Diversification Opportunities for Prudential Short and Goldman Sachs
0.64 | Correlation Coefficient |
Poor diversification
The 3 months correlation between Prudential and Goldman is 0.64. Overlapping area represents the amount of risk that can be diversified away by holding Prudential Short Duration and Goldman Sachs Equity in the same portfolio, assuming nothing else is changed. The correlation between historical prices or returns on Goldman Sachs Equity and Prudential Short is a relative statistical measure of the degree to which these equity instruments tend to move together. The correlation coefficient measures the extent to which returns on Prudential Short Duration are associated (or correlated) with Goldman Sachs. Values of the correlation coefficient range from -1 to +1, where. The correlation of zero (0) is possible when the price movement of Goldman Sachs Equity has no effect on the direction of Prudential Short i.e., Prudential Short and Goldman Sachs go up and down completely randomly.
Pair Corralation between Prudential Short and Goldman Sachs
Assuming the 90 days horizon Prudential Short is expected to generate 1.73 times less return on investment than Goldman Sachs. But when comparing it to its historical volatility, Prudential Short Duration is 3.01 times less risky than Goldman Sachs. It trades about 0.14 of its potential returns per unit of risk. Goldman Sachs Equity is currently generating about 0.08 of returns per unit of risk over similar time horizon. If you would invest 1,381 in Goldman Sachs Equity on September 1, 2024 and sell it today you would earn a total of 431.00 from holding Goldman Sachs Equity or generate 31.21% return on investment over 90 days.
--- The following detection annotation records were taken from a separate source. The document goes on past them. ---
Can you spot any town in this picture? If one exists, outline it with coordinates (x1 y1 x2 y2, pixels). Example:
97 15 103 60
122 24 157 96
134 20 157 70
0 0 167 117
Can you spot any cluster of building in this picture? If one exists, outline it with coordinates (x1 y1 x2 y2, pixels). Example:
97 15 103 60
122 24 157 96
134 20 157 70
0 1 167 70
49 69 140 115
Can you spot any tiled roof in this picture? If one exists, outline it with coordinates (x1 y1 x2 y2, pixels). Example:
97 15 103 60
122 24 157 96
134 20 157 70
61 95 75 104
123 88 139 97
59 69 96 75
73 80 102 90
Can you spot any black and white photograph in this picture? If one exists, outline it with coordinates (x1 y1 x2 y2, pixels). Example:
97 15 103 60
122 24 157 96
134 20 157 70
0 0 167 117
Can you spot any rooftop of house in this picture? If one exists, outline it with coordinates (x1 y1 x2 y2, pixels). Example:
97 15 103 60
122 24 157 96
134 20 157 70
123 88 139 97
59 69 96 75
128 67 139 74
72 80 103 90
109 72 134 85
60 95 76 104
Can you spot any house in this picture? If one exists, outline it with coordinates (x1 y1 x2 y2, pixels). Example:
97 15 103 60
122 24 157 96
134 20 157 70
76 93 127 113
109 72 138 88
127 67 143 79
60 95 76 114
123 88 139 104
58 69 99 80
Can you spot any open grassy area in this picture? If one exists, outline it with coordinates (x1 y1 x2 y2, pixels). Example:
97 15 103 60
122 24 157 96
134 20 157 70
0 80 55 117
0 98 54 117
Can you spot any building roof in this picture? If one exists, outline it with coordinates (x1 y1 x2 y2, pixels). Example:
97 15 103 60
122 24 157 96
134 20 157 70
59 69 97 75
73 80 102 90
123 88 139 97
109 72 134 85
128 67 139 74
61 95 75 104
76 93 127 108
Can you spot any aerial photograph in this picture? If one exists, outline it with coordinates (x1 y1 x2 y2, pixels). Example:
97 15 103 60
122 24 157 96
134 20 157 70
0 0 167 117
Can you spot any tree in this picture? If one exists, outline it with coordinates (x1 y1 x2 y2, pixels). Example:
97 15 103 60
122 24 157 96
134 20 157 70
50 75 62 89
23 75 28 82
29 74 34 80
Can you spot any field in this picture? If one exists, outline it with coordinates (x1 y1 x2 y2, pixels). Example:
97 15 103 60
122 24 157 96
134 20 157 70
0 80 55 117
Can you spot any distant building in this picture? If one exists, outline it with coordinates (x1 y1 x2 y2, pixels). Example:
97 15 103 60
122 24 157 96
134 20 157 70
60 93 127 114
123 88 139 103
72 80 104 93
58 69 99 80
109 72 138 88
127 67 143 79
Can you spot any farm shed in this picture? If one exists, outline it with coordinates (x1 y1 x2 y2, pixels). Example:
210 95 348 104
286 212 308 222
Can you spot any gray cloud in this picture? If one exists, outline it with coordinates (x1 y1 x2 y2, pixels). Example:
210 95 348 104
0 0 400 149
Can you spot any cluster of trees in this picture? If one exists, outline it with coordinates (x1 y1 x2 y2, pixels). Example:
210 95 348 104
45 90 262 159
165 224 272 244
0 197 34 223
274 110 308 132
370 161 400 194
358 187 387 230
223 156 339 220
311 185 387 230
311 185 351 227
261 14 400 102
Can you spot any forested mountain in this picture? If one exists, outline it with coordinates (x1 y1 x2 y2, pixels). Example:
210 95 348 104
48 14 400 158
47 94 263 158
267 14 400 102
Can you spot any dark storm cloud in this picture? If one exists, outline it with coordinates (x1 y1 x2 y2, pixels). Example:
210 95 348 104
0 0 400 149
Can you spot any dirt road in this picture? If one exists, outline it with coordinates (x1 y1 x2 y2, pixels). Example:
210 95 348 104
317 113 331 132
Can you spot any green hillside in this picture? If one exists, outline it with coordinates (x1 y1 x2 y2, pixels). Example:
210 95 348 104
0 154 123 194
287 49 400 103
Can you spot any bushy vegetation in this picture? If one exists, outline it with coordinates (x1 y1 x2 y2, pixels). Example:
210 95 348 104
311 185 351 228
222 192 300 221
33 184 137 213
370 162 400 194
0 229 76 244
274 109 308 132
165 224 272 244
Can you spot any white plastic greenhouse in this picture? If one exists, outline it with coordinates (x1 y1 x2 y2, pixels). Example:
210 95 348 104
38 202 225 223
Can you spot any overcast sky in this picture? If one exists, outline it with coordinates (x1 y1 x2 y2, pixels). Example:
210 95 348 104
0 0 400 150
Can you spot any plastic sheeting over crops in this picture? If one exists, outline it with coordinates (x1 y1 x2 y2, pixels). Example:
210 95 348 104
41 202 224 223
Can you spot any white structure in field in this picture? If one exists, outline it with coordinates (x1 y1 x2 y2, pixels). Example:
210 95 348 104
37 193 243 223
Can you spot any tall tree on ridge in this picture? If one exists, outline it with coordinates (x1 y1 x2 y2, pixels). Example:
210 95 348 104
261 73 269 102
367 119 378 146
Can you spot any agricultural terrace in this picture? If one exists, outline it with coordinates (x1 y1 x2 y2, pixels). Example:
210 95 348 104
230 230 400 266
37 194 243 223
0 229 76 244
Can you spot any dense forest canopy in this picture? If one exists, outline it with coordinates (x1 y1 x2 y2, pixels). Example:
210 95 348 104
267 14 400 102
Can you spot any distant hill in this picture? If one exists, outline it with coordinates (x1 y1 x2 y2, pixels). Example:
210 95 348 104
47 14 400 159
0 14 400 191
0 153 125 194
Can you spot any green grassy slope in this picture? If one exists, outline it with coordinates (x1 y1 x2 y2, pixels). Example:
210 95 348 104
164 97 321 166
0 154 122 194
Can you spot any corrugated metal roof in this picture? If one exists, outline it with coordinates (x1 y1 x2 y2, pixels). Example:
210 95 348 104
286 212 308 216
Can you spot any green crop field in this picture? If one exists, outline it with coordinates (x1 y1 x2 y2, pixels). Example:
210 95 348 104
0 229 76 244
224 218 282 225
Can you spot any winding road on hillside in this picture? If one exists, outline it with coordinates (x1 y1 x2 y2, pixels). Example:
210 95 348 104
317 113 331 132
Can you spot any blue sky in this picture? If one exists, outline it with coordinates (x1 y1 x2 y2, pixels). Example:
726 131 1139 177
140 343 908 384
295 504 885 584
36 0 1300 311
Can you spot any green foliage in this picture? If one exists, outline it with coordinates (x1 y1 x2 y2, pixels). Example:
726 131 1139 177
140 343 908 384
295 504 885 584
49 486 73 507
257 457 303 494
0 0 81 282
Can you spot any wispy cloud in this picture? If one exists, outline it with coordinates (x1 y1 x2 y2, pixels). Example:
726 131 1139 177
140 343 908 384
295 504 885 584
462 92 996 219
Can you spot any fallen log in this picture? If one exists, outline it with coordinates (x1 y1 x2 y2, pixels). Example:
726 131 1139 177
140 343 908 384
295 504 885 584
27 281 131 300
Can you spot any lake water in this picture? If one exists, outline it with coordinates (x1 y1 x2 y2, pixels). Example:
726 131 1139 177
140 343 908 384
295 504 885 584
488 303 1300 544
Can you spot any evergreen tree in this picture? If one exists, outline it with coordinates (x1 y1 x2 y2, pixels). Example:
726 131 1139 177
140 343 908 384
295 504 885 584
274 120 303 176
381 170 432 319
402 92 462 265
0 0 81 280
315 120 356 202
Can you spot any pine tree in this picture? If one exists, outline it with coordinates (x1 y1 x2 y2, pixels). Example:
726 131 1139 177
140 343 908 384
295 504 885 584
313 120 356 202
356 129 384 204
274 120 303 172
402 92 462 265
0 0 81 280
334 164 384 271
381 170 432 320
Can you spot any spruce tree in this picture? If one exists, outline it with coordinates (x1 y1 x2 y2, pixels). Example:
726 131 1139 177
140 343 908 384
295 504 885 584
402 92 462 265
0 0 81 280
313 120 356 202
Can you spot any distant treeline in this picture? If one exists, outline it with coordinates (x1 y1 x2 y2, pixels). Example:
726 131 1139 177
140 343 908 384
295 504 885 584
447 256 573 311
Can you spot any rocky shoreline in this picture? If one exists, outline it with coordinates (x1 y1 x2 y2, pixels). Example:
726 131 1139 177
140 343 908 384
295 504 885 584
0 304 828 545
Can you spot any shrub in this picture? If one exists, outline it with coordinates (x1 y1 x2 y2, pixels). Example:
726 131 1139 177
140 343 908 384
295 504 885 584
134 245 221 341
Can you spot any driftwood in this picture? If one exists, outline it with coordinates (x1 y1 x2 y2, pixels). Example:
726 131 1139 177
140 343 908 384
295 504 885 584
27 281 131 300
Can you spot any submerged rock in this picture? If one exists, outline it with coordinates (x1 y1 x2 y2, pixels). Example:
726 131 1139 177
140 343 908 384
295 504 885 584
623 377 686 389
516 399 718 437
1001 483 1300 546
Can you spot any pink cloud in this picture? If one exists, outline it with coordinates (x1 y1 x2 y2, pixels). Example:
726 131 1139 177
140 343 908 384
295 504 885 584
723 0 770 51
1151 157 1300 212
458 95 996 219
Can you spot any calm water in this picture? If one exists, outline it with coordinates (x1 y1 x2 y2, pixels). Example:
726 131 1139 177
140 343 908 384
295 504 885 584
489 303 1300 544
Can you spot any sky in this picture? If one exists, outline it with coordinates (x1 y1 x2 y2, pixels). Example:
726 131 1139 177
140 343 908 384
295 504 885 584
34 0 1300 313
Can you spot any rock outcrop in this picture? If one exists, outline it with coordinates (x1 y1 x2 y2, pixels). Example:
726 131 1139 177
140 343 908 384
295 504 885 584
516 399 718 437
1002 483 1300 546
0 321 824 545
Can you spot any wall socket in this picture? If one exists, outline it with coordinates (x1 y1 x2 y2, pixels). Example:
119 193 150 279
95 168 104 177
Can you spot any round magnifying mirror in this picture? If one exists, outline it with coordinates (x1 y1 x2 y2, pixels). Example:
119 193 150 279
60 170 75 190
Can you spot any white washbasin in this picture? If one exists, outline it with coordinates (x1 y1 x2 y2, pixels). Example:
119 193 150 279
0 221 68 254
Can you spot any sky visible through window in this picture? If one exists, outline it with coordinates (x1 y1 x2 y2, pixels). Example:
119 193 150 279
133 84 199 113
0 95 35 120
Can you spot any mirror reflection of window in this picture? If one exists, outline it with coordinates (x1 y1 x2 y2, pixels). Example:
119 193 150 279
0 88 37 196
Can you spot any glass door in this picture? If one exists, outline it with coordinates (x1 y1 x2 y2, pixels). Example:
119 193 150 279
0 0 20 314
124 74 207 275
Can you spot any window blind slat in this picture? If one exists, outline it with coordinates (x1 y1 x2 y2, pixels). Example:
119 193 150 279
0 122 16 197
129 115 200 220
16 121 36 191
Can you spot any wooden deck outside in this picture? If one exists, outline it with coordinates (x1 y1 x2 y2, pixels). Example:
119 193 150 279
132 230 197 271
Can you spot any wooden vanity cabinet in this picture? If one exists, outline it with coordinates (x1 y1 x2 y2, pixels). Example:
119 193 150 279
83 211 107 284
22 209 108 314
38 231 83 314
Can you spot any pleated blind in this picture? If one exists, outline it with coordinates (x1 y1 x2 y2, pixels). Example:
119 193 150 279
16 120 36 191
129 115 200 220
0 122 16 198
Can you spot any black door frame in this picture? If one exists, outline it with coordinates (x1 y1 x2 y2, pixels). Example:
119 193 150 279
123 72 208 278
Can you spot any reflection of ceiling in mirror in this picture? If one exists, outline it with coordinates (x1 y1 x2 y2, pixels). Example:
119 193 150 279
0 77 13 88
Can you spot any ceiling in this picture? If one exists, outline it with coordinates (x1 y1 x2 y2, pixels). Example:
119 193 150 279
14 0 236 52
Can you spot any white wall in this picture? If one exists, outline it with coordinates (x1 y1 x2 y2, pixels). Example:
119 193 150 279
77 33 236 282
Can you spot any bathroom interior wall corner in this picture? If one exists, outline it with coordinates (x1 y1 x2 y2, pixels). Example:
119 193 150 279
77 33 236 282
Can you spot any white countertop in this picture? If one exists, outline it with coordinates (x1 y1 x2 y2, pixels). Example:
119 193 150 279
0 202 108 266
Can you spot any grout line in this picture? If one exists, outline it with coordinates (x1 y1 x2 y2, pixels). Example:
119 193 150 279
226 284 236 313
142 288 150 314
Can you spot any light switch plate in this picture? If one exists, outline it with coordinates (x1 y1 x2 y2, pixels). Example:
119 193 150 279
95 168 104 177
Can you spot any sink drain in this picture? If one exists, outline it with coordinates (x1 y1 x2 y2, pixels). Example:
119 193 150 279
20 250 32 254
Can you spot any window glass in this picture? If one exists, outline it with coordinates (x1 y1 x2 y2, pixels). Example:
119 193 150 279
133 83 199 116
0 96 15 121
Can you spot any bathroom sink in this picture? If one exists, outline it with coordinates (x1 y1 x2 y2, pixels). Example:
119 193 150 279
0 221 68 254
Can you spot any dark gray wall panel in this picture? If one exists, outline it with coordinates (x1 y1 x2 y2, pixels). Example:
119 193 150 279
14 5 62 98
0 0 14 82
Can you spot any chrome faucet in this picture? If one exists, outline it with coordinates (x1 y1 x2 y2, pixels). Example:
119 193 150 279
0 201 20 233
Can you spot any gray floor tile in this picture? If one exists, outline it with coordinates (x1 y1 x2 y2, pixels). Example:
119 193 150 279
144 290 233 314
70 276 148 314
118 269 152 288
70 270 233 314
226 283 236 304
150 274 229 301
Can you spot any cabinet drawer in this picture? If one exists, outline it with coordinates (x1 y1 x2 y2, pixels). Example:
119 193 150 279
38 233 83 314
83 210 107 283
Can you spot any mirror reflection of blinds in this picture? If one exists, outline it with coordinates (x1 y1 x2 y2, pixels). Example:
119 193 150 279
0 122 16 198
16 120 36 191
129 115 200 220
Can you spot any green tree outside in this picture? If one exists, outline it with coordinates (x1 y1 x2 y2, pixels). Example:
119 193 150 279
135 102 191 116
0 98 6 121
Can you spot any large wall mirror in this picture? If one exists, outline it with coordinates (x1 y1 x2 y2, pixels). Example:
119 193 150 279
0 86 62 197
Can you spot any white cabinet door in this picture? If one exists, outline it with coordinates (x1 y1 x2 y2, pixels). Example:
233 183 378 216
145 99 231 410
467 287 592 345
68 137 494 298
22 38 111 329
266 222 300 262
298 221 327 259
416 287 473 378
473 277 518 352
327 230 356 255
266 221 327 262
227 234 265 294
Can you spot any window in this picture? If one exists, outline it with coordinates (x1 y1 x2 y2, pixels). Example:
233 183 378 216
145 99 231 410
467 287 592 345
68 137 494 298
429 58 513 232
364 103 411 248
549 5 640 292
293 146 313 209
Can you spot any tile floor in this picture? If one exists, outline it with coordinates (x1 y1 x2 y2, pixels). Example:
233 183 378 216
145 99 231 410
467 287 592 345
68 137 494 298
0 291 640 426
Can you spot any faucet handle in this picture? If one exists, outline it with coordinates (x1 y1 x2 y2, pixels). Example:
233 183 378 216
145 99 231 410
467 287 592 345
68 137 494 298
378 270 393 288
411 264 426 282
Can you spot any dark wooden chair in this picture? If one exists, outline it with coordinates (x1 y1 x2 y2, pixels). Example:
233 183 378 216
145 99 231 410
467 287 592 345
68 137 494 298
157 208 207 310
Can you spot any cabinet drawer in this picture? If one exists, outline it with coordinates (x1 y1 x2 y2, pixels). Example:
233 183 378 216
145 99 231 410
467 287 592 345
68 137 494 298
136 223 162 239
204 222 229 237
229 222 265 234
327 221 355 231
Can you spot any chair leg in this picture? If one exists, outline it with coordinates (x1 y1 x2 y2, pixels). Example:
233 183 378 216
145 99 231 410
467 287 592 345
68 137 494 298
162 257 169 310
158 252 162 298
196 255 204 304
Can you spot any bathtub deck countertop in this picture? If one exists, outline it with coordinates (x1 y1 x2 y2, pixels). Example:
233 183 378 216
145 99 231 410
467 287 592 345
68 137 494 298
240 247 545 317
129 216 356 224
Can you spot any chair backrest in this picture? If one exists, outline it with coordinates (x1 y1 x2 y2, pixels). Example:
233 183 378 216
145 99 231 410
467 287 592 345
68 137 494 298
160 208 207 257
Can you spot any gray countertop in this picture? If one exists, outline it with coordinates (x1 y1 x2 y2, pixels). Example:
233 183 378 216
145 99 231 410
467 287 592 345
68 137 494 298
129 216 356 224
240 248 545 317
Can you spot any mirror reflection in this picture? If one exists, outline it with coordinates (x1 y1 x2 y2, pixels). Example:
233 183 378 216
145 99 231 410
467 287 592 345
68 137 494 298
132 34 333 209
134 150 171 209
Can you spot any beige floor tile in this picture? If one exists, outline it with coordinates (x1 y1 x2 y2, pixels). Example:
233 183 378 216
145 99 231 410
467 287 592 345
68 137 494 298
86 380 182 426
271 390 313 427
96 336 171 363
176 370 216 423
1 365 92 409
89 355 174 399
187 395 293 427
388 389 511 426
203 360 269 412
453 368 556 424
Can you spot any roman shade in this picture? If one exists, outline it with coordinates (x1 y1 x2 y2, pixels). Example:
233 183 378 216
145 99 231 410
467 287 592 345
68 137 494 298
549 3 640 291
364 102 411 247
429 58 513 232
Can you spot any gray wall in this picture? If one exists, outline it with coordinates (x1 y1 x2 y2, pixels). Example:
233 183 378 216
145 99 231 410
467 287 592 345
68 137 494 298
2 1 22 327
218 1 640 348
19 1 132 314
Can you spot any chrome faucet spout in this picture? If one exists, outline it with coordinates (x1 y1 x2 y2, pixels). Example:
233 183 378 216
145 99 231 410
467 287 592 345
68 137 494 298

Time Period | 3 Months [change] |
Direction | Moves Together |
Strength | Significant |
Accuracy | 100.0% |
Values | Daily Returns |
Prudential Short Duration vs. Goldman Sachs Equity
Performance |
Timeline |
Prudential Short Duration |
Goldman Sachs Equity |
Prudential Short and Goldman Sachs Volatility Contrast
Predicted Return Density |
Returns |
Pair Trading with Prudential Short and Goldman Sachs
The main advantage of trading using opposite Prudential Short and Goldman Sachs positions is that it hedges away some unsystematic risk. Because of two separate transactions, even if Prudential Short position performs unexpectedly, Goldman Sachs can make up some of the losses. Pair trading also minimizes risk from directional movements in the market. For example, if an entire industry or sector drops because of unexpected headlines, the short position in Goldman Sachs will offset losses from the drop in Goldman Sachs' long position.Prudential Short vs. Fidelity Advisor Financial | Prudential Short vs. Prudential Jennison Financial | Prudential Short vs. Mesirow Financial Small | Prudential Short vs. Mesirow Financial Small |
Goldman Sachs vs. Legg Mason Partners | Goldman Sachs vs. Metropolitan West High | Goldman Sachs vs. Siit High Yield | Goldman Sachs vs. Prudential Short Duration |
Check out your portfolio center.Note that this page's information should be used as a complementary analysis to find the right mix of equity instruments to add to your existing portfolios or create a brand new portfolio. You can also try the Portfolio Dashboard module to portfolio dashboard that provides centralized access to all your investments.